This page was generated from user-guide/geometry/fast_point_in_polygon_algorithm.ipynb. Interactive online version: Binder badge

# Fast Point in Polygon Testing Method

Author: Hu Shao shaohutiger@gmail.com

Content

Introduction

Testing whether a point locates inside a polygon is a time consuming work. Especially when the point number is huge and the boundary of study area is complex.
Here we implement a “Fast Point in Polygon Testing Method” to help users determine whether a point is inside a specific polygon rapidly.
The Quadtree structure is employed to divide a polygon into plenty of lattices. During the dividing, each lattices is marked as in, out or maybe, which means “totally lies inside the polygon”, “totally lies out side the polygon” and “intersect with the boundary if the polygon”.
For each point, we firstly allocate it into a lattice. If the lattice is marked as “in” or “out”, we will immediately know the result; if the lattice is marked as “maybe”, we then need to do some further calculation, which won’t be complex.
Once the quadtree structure is constructed, the “point in polygon testing” will be very fast.

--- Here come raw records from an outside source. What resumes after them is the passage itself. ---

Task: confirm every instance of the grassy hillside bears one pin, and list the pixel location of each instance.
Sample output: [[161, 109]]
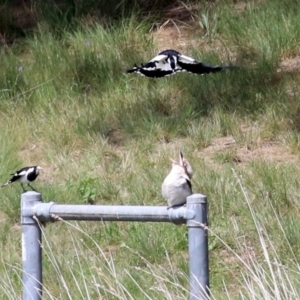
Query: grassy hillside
[[105, 137]]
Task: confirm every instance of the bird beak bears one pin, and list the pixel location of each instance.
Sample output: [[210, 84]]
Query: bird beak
[[173, 161], [180, 158]]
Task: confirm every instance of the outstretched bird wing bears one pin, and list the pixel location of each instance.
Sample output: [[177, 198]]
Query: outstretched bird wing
[[156, 67], [189, 64]]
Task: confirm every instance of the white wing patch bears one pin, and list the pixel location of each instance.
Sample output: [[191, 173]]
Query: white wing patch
[[21, 173], [187, 60]]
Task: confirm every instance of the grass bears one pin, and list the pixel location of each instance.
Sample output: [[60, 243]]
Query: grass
[[105, 137]]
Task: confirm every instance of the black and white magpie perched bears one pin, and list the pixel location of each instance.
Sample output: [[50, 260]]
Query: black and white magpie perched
[[169, 62], [24, 176]]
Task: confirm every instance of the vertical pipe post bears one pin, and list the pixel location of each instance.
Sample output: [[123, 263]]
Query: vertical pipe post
[[198, 248], [31, 247]]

This method is suitable for the situations where point numbers are huge, polygon numbers are small and polygon boundary is complex. E.g., simulation in point pattern analysis.

[ ]:
# Import essential libraries for following calculation
import numpy as np

from libpysal.cg.polygonQuadTreeStructure import QuadTreeStructureSingleRing
from libpysal.cg.shapes import Polygon, Ring

%matplotlib inline
# import codecs
# import shapely
# from pysal.cg.shapes import Polygon, Point
# from shapely.geometry import Polygon as spPolygon
# from shapely.geometry import Point as spPoint
# import time
import random
import time

import matplotlib
import matplotlib.pyplot as plt

print("import finished!")
import finished!

How to Use

Data preparing

[ ]:
def get_ring_from_file(path):
    vertices = []
    with open(path) as file:
        for line in file:
            if len(line) < 2:
                continue
            coordinates = line.split(",")
            x = float(coordinates[0])
            y = float(coordinates[1])
            vertices.append((x, y))
    return vertices


# Prepare the polygons for future use.
Texas = Polygon(get_ring_from_file("data/texas_points.txt"))
Pecos = Polygon(get_ring_from_file("data/pecos_points.txt"))
San_Saba = Polygon(get_ring_from_file("data/san_saba_points.txt"))
Texas_with_holes = Polygon(Texas.vertices, [Pecos.vertices, San_Saba.vertices])
[ ]:
# Build the quadtree structure
Texas.build_quad_tree_structure()
print("quad tree build finished")
# create some random point and test if these points locate in the polygon
for _ in range(0, 10):
    x = random.uniform(Texas.bbox[0], Texas.bbox[2])
    y = random.uniform(Texas.bbox[1], Texas.bbox[3])
    print(x, y, Texas.contains_point([x, y]))
quad tree build finished
(-101.88926984960028, 33.54910494748045, True)
(-101.9324657625388, 30.99562838608417, True)
(-96.66509999476706, 31.769415333990857, True)
(-106.04482267119155, 29.30860980945098, False)
(-102.05124458612478, 28.377630545869593, False)
(-95.7952998307517, 33.2606998037955, True)
(-105.3043106118911, 29.64211319980175, False)
(-96.07086614456198, 36.43497839388729, False)
(-93.8102383176018, 35.720624066002756, False)
(-101.27867134062416, 31.762914510273433, True)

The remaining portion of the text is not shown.